Sunday, September 6, 2009

CODA

After 21 hours of travel we're finally home. The funny thing about modern international travel is how the generic, sterile nature of airports and airplanes - they can all try to be different, but airports are ultimately built from the same Platonic ideal, with collections of shops, rows of chairs designed to prevent one from lying down, airplanes are also the same, the same forward-facing rows, and they vary in terms of uniforms, degrees of luxury, but they all conform to the same model - international air travel scrubs all the local from the experience. Hour after hour spent sitting in a metal tube whizzing through the air serves as a kind of brainwashing, stripping from you all of the immediacy of place that being in a place has, the smells, the sights, the customs are all the same, until where you were is dimly remembered, the only evidence the photos on your camera, and where you are going painfully far away.

That's partly the reason it feels a bit like you were never gone when you arrive back home; the crucible of international flight has melted it out of you, not with heat but with sameness.

Perhaps as testament to my compulsiveness I notice that our home smells unusually clean - getting re-accustomed to the scents and odors doesn't take long but it's jarring enough for me to realize that I must normally be really, really OCD about the way the house smells, and I only have that insight now because it's momentarily new again, as though I've walked into a stranger's house only to understand that it's actually my own.

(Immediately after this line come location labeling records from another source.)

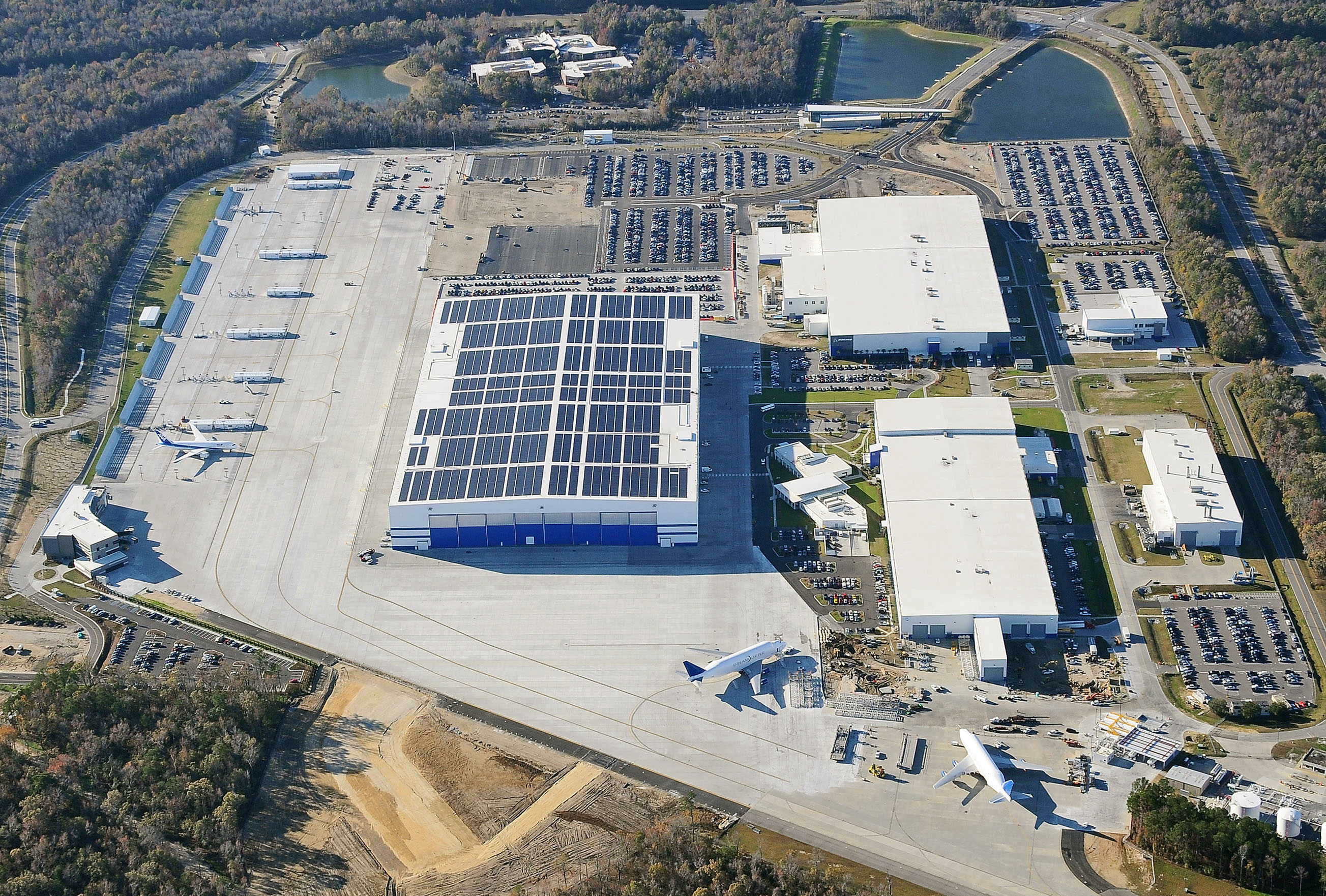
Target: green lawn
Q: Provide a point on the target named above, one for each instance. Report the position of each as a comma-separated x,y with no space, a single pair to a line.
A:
1119,458
1043,418
1139,394
785,397
165,278
1130,547
1089,360
1126,16
953,381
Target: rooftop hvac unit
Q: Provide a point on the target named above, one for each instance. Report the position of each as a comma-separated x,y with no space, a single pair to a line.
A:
258,333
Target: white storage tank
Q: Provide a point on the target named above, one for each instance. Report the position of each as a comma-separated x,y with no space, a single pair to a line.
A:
1288,822
1246,803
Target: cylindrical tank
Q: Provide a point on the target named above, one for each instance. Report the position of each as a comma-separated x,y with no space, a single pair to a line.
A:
1246,805
1288,822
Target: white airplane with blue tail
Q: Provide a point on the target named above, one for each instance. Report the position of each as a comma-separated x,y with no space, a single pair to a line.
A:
748,662
199,446
979,761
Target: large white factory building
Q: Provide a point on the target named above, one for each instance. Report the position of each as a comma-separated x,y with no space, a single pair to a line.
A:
901,275
963,540
560,419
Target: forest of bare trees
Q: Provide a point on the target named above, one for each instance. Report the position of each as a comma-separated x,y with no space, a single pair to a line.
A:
80,235
1211,23
984,19
56,112
1270,104
106,784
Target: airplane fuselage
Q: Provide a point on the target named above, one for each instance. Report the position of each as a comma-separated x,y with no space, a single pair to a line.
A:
738,662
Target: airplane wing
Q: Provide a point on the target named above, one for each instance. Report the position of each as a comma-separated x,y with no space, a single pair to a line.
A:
964,766
1008,763
754,670
197,453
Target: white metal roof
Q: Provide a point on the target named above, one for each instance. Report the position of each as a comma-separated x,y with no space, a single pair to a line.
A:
75,517
990,639
1039,458
811,487
1186,473
940,415
507,67
902,264
962,532
798,456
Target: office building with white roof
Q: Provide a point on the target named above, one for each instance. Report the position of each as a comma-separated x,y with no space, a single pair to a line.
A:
901,276
963,540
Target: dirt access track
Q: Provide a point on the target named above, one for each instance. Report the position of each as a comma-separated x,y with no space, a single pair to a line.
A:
388,786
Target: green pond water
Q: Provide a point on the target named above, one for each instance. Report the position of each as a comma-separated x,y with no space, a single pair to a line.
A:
1052,96
357,82
878,63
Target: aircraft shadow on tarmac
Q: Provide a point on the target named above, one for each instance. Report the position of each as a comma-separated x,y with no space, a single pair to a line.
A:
146,564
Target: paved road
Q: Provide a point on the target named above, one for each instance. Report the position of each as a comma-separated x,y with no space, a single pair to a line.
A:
104,385
1174,86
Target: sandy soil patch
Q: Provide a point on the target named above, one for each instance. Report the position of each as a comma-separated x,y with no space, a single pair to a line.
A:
973,160
42,646
882,181
390,788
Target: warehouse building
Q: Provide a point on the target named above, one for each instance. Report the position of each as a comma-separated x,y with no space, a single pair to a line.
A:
1189,501
991,654
524,66
557,419
963,540
316,171
1139,315
899,278
76,534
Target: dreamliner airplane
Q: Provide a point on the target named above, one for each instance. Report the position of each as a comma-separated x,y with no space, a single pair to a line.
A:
199,446
979,761
747,662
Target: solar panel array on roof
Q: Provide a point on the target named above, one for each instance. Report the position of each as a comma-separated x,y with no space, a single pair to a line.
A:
557,396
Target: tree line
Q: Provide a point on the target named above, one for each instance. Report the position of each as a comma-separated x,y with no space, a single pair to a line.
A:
80,235
1279,412
984,19
1210,841
1268,100
104,783
671,859
1210,23
55,112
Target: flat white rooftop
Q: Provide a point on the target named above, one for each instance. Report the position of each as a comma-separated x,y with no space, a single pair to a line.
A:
903,264
1186,471
962,533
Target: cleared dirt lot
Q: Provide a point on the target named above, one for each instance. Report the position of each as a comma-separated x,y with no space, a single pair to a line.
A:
42,647
390,786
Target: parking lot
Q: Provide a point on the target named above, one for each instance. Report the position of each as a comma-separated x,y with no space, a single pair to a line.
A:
1239,646
1064,565
1078,193
540,250
156,643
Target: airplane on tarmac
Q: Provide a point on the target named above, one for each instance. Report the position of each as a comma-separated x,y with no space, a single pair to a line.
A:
199,446
979,761
747,662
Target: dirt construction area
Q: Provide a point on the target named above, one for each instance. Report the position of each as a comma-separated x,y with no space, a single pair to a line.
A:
390,788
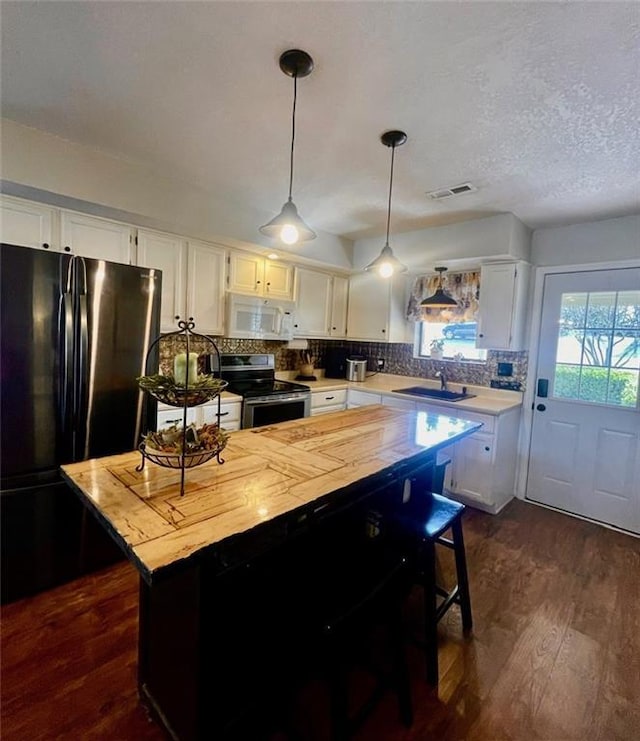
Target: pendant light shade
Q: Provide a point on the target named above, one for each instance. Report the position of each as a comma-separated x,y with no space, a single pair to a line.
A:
386,264
288,226
440,299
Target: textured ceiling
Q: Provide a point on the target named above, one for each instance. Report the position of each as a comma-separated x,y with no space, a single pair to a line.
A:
536,104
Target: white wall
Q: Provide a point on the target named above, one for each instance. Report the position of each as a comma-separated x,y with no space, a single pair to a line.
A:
44,167
591,242
501,236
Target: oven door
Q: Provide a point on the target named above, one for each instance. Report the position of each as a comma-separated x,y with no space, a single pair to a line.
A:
267,410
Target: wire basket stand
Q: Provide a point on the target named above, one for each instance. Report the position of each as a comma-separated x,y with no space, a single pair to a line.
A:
195,391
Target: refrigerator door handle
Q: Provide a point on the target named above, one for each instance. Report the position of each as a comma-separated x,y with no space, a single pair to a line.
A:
66,336
81,410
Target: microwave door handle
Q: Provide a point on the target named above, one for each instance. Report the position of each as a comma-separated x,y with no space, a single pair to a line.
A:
276,400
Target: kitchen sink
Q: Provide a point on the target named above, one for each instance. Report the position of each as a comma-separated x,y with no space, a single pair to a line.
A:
434,393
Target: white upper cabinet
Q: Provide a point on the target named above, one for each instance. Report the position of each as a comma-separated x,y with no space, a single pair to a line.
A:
503,306
321,304
89,236
169,254
313,303
377,308
205,287
255,276
27,224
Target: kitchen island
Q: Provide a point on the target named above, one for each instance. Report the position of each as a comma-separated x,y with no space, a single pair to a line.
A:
193,551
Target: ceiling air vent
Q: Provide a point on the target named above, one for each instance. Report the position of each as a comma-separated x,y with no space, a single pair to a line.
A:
455,190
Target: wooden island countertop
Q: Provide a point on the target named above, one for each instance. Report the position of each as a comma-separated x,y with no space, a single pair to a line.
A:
268,473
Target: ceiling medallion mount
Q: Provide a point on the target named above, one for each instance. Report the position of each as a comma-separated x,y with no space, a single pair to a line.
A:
393,138
296,63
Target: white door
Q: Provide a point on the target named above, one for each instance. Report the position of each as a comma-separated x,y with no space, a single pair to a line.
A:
205,287
101,239
584,455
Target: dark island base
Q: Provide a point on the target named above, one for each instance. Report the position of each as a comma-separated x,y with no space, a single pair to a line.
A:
213,638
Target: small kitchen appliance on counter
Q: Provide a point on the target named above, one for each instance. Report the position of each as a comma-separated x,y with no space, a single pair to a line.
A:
356,368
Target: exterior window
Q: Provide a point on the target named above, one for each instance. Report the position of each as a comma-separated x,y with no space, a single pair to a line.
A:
458,340
598,351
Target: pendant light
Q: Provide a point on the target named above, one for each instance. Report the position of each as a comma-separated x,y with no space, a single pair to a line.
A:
288,226
387,263
440,299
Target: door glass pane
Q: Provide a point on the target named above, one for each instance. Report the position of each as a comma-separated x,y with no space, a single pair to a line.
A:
573,310
598,350
601,310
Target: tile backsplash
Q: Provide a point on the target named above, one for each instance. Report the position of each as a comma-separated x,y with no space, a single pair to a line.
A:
398,358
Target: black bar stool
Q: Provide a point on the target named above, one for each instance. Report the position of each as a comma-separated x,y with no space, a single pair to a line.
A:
425,521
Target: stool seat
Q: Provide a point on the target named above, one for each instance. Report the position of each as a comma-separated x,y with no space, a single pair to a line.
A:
436,514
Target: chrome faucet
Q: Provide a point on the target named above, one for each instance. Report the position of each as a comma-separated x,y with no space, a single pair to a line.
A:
443,380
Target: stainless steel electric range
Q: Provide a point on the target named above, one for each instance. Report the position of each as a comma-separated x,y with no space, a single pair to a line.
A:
265,400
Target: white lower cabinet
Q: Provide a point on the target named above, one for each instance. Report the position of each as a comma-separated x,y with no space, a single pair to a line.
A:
204,414
483,469
323,402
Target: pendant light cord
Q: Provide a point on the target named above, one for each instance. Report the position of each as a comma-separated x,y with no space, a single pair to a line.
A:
293,132
393,152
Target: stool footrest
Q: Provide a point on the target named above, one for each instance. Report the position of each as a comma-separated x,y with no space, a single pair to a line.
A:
446,542
452,598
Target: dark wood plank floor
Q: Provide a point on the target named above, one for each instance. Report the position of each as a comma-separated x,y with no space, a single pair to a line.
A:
555,652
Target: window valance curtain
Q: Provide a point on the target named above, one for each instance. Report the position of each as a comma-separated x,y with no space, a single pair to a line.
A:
463,287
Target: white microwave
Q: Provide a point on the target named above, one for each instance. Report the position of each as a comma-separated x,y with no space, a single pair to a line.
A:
259,318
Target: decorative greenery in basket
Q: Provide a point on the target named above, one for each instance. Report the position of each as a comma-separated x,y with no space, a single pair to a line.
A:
164,388
171,448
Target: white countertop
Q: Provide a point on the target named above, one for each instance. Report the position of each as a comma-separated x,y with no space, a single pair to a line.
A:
485,401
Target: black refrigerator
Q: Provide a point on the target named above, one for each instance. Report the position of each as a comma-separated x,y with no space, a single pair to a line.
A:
75,333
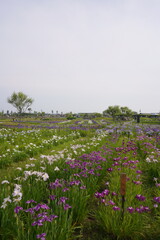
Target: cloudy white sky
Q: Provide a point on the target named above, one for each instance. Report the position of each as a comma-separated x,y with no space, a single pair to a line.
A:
81,55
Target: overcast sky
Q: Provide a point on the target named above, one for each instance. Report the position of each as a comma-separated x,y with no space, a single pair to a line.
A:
81,55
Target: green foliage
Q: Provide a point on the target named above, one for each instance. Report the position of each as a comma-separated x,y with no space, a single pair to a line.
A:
20,101
117,110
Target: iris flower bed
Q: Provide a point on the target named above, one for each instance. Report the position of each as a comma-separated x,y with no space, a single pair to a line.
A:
75,193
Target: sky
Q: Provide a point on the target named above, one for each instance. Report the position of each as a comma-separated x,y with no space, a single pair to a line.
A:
81,55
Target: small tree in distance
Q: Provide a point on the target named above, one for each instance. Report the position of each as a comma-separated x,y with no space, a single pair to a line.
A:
116,110
20,101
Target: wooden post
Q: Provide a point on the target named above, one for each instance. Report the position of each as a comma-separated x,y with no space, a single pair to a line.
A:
123,191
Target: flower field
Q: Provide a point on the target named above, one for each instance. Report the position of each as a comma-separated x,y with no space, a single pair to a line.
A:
79,180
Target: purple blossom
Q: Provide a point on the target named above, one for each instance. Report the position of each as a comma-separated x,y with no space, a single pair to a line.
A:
41,236
109,169
52,197
17,209
142,209
114,194
31,210
65,189
62,200
111,202
40,206
55,184
137,182
31,201
156,199
67,206
130,209
115,208
140,197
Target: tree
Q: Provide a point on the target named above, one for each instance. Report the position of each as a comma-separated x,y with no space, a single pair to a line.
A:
115,111
20,101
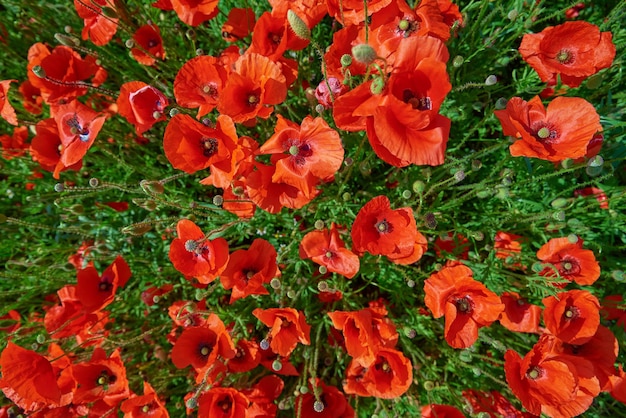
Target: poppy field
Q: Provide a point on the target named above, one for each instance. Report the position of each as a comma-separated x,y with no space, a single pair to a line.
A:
312,208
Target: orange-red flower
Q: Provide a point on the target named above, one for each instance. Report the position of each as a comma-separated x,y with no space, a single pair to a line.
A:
95,291
573,316
149,45
519,315
239,24
248,270
379,230
6,109
562,130
255,84
28,379
195,256
191,146
550,384
466,303
306,153
573,50
199,83
201,346
147,405
141,105
326,248
101,379
334,403
99,28
195,12
223,403
289,328
570,261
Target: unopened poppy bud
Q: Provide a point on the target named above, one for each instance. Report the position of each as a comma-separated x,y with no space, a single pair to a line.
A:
559,203
298,26
491,80
346,60
377,86
66,40
109,12
419,186
151,187
364,54
137,229
39,71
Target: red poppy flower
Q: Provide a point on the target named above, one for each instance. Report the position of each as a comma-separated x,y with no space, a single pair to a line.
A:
466,303
334,403
149,45
99,28
573,50
101,379
379,230
271,196
273,36
441,411
519,315
326,248
141,105
147,405
312,149
570,261
223,403
32,97
563,130
78,127
30,391
247,357
196,256
199,83
572,316
248,270
255,84
191,146
595,192
14,145
6,109
601,351
95,291
532,380
200,347
289,328
64,69
239,24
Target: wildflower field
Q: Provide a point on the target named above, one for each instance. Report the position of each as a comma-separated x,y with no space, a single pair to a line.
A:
312,208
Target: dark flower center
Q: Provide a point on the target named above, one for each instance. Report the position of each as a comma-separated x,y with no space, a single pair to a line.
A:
417,102
463,305
571,313
534,373
383,226
209,146
564,57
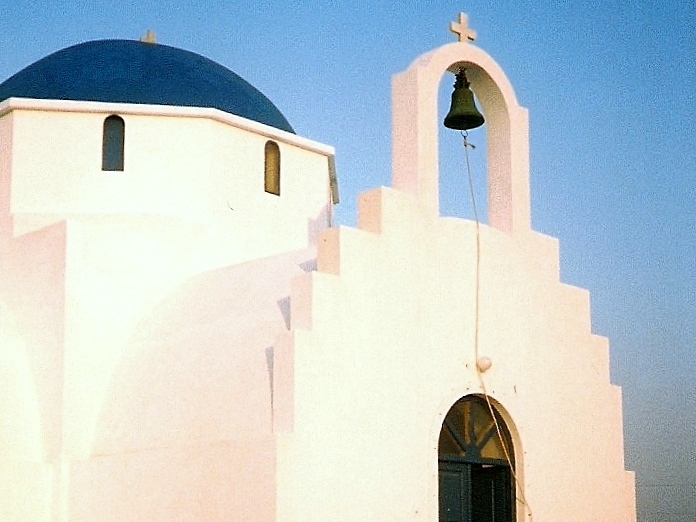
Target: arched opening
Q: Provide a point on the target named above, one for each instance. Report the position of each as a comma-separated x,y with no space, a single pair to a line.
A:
453,186
272,168
113,141
475,460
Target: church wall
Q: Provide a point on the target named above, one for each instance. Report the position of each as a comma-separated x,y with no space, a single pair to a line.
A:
5,170
193,168
384,352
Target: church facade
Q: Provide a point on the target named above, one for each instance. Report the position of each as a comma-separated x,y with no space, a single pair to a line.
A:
185,335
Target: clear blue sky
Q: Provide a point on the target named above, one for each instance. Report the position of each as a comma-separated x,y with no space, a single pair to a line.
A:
610,92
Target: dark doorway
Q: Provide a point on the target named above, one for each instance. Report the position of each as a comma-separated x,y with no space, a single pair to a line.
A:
475,459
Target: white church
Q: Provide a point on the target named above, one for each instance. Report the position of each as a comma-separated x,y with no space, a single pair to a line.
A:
185,336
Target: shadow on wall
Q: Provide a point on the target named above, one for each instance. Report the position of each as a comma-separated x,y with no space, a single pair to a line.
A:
196,369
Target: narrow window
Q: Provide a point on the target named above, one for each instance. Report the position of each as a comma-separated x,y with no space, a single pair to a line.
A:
272,168
113,140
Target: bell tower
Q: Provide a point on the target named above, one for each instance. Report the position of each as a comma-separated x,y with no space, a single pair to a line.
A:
416,127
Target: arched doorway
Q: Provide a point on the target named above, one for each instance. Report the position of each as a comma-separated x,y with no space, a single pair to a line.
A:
475,459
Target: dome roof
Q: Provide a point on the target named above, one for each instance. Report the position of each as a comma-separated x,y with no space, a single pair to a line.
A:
129,71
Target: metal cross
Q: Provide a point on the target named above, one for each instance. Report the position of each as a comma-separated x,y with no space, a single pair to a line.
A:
462,30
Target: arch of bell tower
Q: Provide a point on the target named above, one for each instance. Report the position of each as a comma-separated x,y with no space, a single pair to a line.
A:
416,126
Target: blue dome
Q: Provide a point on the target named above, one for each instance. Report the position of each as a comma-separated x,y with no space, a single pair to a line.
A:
128,71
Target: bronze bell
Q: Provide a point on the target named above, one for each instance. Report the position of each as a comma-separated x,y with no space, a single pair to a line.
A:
463,114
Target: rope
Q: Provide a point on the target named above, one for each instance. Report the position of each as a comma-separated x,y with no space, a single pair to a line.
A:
479,374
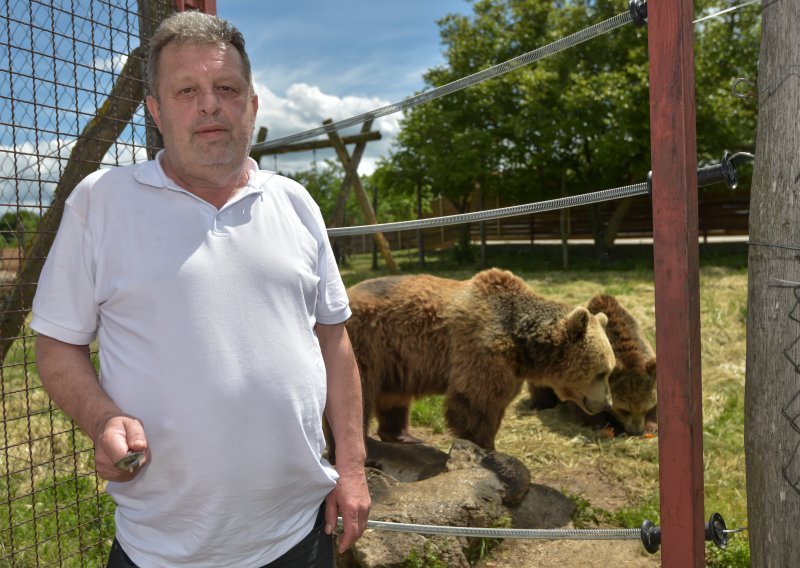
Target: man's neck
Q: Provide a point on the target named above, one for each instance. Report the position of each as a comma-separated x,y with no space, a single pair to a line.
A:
216,185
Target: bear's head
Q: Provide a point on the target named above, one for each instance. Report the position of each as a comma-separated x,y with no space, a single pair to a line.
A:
633,395
582,362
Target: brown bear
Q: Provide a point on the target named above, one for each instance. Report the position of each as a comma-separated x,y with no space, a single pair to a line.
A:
475,341
633,380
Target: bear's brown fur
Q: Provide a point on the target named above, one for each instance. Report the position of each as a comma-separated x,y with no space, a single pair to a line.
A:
633,380
475,341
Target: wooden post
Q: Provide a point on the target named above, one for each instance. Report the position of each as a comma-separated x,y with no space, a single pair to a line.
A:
351,173
677,303
772,387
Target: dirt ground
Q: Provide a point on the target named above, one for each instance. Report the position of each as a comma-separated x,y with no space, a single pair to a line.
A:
601,491
600,485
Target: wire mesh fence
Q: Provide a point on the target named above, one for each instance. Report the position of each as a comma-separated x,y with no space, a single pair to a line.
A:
73,84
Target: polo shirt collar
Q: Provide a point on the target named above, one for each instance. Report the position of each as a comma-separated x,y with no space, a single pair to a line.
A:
152,173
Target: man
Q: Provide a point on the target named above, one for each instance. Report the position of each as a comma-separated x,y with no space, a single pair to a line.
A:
219,311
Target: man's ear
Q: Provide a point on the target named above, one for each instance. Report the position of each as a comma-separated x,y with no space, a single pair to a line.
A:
154,109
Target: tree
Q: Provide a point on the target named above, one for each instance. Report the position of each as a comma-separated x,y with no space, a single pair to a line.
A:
579,117
15,226
772,389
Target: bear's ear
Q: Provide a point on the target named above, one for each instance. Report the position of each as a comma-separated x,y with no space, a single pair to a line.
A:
576,322
650,367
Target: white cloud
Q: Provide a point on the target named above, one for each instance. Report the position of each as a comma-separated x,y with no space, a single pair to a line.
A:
304,107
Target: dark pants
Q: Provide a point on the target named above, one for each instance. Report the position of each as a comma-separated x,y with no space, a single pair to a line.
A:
314,551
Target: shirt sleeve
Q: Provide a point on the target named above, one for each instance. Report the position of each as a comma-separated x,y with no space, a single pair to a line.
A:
64,306
333,306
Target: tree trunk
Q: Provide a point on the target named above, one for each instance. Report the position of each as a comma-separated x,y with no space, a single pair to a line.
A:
772,389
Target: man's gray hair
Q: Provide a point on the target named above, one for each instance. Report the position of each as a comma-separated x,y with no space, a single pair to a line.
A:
193,28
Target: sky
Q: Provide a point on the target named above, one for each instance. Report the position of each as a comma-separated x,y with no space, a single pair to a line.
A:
318,59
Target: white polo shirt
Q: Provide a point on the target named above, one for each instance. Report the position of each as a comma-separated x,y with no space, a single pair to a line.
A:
205,320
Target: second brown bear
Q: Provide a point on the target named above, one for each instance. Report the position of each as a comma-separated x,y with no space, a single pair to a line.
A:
475,341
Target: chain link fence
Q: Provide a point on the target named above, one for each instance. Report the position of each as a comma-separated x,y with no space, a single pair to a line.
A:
73,83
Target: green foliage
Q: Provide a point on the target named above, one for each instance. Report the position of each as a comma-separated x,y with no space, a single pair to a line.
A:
429,412
63,522
735,555
586,515
428,558
503,136
479,548
16,225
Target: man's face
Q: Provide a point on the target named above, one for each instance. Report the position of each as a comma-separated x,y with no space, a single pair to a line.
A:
205,109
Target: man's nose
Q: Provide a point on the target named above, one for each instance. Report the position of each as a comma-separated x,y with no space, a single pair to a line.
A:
208,102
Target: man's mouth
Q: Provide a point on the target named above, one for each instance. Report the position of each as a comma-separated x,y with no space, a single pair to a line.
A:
210,130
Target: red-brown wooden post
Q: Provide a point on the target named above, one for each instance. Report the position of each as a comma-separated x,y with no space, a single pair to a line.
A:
677,290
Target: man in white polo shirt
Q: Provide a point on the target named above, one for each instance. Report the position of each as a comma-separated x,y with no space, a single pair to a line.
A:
220,312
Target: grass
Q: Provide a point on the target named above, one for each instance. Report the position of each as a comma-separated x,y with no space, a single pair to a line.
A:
548,442
53,510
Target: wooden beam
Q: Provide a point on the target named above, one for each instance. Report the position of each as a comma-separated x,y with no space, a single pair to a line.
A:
677,290
351,173
315,144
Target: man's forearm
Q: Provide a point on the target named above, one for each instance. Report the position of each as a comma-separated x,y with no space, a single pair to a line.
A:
344,405
70,379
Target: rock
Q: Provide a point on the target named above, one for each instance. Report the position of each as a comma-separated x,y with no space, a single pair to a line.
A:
467,487
543,508
405,462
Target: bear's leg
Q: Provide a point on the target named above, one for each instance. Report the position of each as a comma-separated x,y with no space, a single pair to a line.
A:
392,412
477,423
542,397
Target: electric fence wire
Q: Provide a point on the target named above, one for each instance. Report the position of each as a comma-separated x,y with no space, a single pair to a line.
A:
426,96
532,534
489,214
460,84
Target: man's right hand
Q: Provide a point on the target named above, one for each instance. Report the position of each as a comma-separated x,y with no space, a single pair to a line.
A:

Okay - maybe all international travel and jet lag does is make you think way, way too much. I should probably be applying all of this thought to the next Scope of Work Proposal: how to justify bringing a bunch of guys with Arabic names into the States to see how we take care of emergencies. I always love a challenge...

1 comment:

  1. A little more travel, Tae, and you'll get past the sameness to see the differences again between airlines and airports. The French and the Singaporeans are quite dramatically different, just to take 2 examples that come to mind from recent years' experience.